第17話 幽霊の条件

 コンコン、と部屋の扉が鳴り、びくっとして着替えの手が止まる。あんなことの後だから、ちょっとした物音にも過敏に反応してしまう。だけど冷静になってみれば、私の部屋の扉をノックをする人なんて、この屋敷に一人しかいないわけで。


「リエーフさんですか?」

「ええ。入っても?」

「ちょっとだけ待って下さい」


 パパッと作業着を身に着け、髪を束ねて、部屋の扉を開く。


「お待たせしました」

「いえ。ライサたちの件なのですが……」


 言い辛そうに、リエーフさんが声をひそめる。


「あんなことになって、何とお詫びをすれば良いのかわかりません。さすがのわたくしも、これ以上ミオさんに辞めないで下さいとは言えません……」

「いえ、辞めませんから」

「やはりそうですよね――え? 今、なんと?」

「ですから、辞めませんと」

「ミオさん――――!」


 ガシッとリエーフさんが私の両手を握りしめる。


「わたくし、貴方の責任感と優しさに心を打たれました! そうまでしてミハイル様に尽くして下さろうという心意気! このリエーフ! 感じ入りました!」

「さりげなくそっちに話を持っていこうとしないで下さい。確かに掃除は好きですが、私にも打算はあります。つまり自分のためです」

「フフッ。正直な方ですねぇ」


 率直すぎる私の言にも動じず、リエーフさんがいつものように穏やかに笑う。取りようによっては主人への非礼にも当たるだろうに。

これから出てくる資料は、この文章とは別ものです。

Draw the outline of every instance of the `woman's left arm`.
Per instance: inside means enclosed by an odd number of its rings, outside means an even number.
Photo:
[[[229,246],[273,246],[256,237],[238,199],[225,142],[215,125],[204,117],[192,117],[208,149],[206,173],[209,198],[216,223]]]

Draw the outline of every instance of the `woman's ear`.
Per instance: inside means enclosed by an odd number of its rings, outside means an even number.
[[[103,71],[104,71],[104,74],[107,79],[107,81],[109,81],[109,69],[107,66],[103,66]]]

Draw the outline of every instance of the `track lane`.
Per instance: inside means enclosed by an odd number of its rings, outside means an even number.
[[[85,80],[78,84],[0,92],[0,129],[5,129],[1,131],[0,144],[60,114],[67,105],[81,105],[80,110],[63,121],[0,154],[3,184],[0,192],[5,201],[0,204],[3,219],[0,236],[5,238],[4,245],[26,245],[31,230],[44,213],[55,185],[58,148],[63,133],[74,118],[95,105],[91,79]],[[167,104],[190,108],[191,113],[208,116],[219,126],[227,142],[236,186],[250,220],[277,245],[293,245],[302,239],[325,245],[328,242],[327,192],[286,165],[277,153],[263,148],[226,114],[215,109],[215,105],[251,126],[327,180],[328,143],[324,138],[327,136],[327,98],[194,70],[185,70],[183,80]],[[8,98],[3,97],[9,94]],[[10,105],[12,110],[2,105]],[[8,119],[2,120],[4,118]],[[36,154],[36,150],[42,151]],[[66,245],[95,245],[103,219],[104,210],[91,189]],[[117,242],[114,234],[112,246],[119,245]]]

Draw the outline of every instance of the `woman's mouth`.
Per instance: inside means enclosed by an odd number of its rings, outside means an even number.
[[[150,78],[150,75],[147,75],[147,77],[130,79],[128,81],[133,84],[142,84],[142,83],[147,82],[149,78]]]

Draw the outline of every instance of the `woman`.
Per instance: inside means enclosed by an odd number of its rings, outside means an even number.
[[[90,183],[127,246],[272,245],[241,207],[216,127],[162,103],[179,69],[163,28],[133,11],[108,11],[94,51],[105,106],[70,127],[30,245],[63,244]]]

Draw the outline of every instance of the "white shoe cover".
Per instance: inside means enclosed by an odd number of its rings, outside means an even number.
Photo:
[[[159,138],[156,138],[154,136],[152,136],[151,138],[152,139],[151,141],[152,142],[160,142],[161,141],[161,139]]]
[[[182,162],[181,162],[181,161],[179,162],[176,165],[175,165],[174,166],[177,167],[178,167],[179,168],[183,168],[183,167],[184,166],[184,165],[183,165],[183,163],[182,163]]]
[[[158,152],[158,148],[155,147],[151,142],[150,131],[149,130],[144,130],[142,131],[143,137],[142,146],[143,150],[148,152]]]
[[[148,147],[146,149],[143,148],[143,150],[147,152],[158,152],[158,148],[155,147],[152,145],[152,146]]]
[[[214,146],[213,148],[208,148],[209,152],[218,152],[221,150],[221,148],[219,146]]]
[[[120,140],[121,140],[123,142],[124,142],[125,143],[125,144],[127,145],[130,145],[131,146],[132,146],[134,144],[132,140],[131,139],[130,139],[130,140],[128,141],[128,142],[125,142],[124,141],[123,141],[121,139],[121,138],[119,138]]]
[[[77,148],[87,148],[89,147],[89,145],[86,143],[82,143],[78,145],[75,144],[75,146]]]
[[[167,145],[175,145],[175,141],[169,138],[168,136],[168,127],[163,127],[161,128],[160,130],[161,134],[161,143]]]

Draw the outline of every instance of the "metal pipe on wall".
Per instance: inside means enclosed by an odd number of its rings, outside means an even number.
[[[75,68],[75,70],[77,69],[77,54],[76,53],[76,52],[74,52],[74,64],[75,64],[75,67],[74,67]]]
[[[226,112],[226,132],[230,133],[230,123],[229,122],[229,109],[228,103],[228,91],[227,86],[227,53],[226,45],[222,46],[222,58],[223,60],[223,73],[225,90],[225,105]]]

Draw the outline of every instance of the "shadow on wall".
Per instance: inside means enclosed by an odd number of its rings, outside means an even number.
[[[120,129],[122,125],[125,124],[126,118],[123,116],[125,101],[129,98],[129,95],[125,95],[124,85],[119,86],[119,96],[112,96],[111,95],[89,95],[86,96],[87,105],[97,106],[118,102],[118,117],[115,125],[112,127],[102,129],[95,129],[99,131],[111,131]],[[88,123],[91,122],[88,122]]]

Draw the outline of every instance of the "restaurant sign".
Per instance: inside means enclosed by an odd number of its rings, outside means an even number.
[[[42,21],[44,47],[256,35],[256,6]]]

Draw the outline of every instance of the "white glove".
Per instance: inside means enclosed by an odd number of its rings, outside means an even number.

 まあ、リエーフさんに対しては嘘をついても取り繕っても意味がなさそうと意図的に腹を割っているところはあるけど。化かし合いをしたところで勝てる気はしない。


「不思議なもので、裏などないと言われるより、打算があると言われてしまった方が信用できる気がしてしまうものです」


 いや、堂々と裏があると言う人を信用するのはどうかな……と思わなくもないけれど。それはともかくとして、この機会に気になっていたことを聞いてみることにする。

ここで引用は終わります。